CHP Genel Başkanı Özgür Özel, Brüksel'de düzenlenen Avrupa Sosyalist Partisi (PES) Avrupa Birliği Zirvesi Liderler Hazırlık Toplantısı'na katıldı. Toplantıda konuşan Özel, Türkiye’de muhalefet partilerine ve demokratik kurumlara yönelik baskıların yeni bir boyuta ulaştığını söyledi.
Özel, üç ay önce aynı salonda yaptığı konuşmayı hatırlatarak, bu sürede Türkiye'de halk iradesine ve CHP’ye karşı baskıların arttığını ileri sürdü.
“CHP’YE YÖNELİK SALDIRILAR YENİ BİR BOYUTA ULAŞTI”
Konuşmasında Avrupa ülkelerine çağrıda bulunan Özgür Özel, demokrasiye yönelik müdahalelerin artarak devam ettiğini ifade etti. “Ülkemizde demokrasiye, halk iradesine ve partimize yönelik saldırılar yepyeni bir boyuta evrildi. Demokratlar arasındaki dayanışmaya çok önem veriyoruz. Türkiye'deki otoriterlik arttı, artmaya devam ediyor.” dedi.
Özel, "Erdoğan, Avrupa Birliği'nden, Avrupa Birliği'ne üye ülkelerden hissetmesi gereken basıncın yüzde 10'unu bile hissettiğini söylesem yanlış olur. Erdoğan, şu an Türkiye'nin sahibi gibi davranmakta." ifadelerini kullandı.
"DEMOKRASİ AĞIR BİR SALDIRI ALTINDA"
Şu anda Türkiye'de demokrasi ve adaletin ağır bir saldırı altında olduğunu ifade eden Özel, "Parti liderleri, siyasetçiler, belediye başkanları, iş insanları, STK temsilcileri, gazeteciler ve öğrenciler hakkında hukuksuz yargı süreci işletilmekte ve istisna olması gereken tutukluluk tedbiri bir genel kurala dönüştürülmekte." dedi.
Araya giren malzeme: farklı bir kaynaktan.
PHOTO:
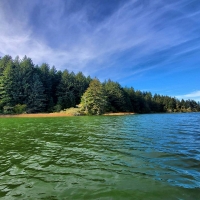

"PARTİMİZE YÖNELİK SALDIRILAR YENİ BOYUTA EVRİLDİ"
Özgür Özel, Brüksel'de yaptığı şikayetlerde şunları söyledi:
Ülkemizde demokrasiye, halk iradesine ve partimize yönelik saldırılar yepyeni bir boyuta evrildi. Demokratlar arasındaki dayanışmaya çok önem veriyoruz. Türkiye'deki otoriterlik arttı, artmaya devam ediyor. Bölgemizde ise yeni çatışmalar patlamaya başladı. Demokrasi ve adalet ağır bir saldırı altında. Parti liderleri, siyasetçiler, belediye başkanları, gazeteciler, öğrenciler hakkında hukuksuz yargı süreçleri işletilmekte ve istisna olması gereken tutukluluk tedbiri genel bir kanı olmaya başladı.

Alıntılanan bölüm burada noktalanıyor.